By Ronen Jafari
Adelaide based artist, Alyssa Powell-Ascura visited Melbourne for a conversation with Ronen Jafari about her newest work, Firstborn.
Last April 12, on a warm, sunny Saturday, the conversation and afternoon tea took place in Collingwood Yards to bid farewell to the exhibition.
A video essay showing in West Space’s micro-project space, the West Space Window, Firstborn is a deeply personal, multi-dimensional exploration of familial and societal expectations placed upon the eldest child.
Through Firstborn, Alyssa reflects on the often-unspoken pressures of responsibility, especially for women, and how these roles shift or persist across generations and cultural contexts.
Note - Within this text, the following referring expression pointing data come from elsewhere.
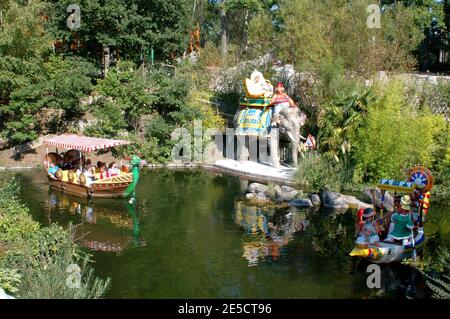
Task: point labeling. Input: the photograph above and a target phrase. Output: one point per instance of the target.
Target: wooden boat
(383, 252)
(420, 181)
(119, 186)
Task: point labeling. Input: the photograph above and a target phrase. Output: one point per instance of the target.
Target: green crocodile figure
(135, 162)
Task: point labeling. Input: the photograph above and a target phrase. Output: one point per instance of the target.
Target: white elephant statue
(286, 125)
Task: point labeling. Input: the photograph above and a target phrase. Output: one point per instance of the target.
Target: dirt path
(33, 158)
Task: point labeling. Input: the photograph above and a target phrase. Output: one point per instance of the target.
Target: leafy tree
(394, 137)
(313, 31)
(57, 85)
(125, 100)
(128, 28)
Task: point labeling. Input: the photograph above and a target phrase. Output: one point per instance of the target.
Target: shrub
(394, 137)
(317, 173)
(34, 260)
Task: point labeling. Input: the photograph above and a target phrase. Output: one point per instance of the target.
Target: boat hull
(94, 191)
(383, 252)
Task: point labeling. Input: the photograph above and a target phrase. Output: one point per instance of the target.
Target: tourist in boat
(112, 169)
(367, 230)
(89, 172)
(401, 222)
(103, 170)
(260, 81)
(281, 100)
(52, 170)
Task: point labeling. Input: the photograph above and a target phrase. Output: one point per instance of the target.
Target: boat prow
(385, 252)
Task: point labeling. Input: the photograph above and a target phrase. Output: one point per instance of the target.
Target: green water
(191, 236)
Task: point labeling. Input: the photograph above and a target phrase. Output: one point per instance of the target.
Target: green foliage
(394, 137)
(261, 34)
(342, 116)
(317, 173)
(22, 33)
(316, 30)
(54, 85)
(129, 28)
(123, 101)
(51, 282)
(10, 280)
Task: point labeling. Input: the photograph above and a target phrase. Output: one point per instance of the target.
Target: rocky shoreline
(287, 195)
Alyssa’s creative practices traverses intersections of food, culture and community, with undercurrents of the ways personal history overlaps with broader societal concerns. With Firstborn, she creates a space for shared experience and reflection, inviting audiences to consider the way power structures are inherited, resisted, and transformed.

During the conversation, members of the wider Filipino diaspora engaged with Alyssa around what it means to be a Firstborn. In a vulnerable moment, the work and the discussion taking place allowed audience members to open up with one another about their lived experiences.
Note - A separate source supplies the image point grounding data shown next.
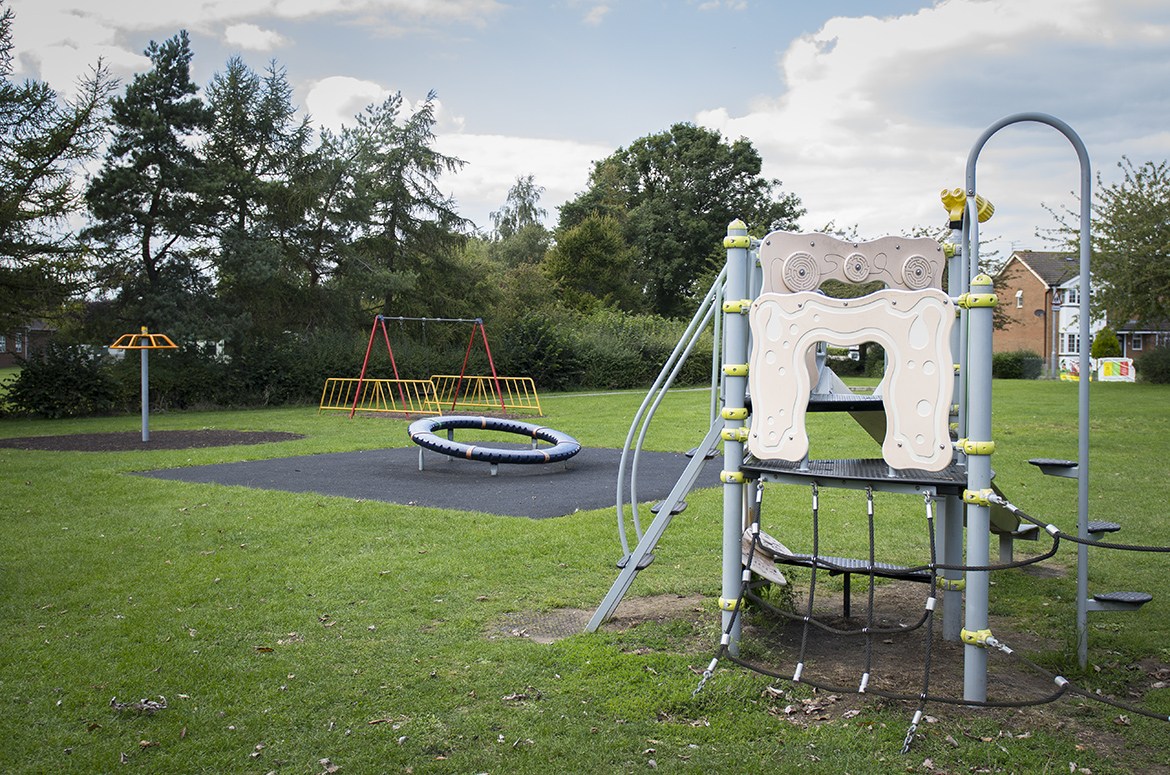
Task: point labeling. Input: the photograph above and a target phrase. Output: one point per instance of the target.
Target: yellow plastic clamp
(734, 434)
(970, 301)
(955, 201)
(976, 447)
(976, 637)
(978, 496)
The process behind Firstborn involved extensive research and intimate conversations, revealing both the challenges of disclosure –– and the healing that comes with shared understanding. As part of an ongoing series, Alyssa sees the work evolving and resonating with audiences far beyond its iteration at West Space.
“This piece is about connection,” she says, “and the way responsibilities and identities are shaped by place, family, and history.”
In this way, Firstborn isn’t just an artwork—it’s a conversation that continues to grow.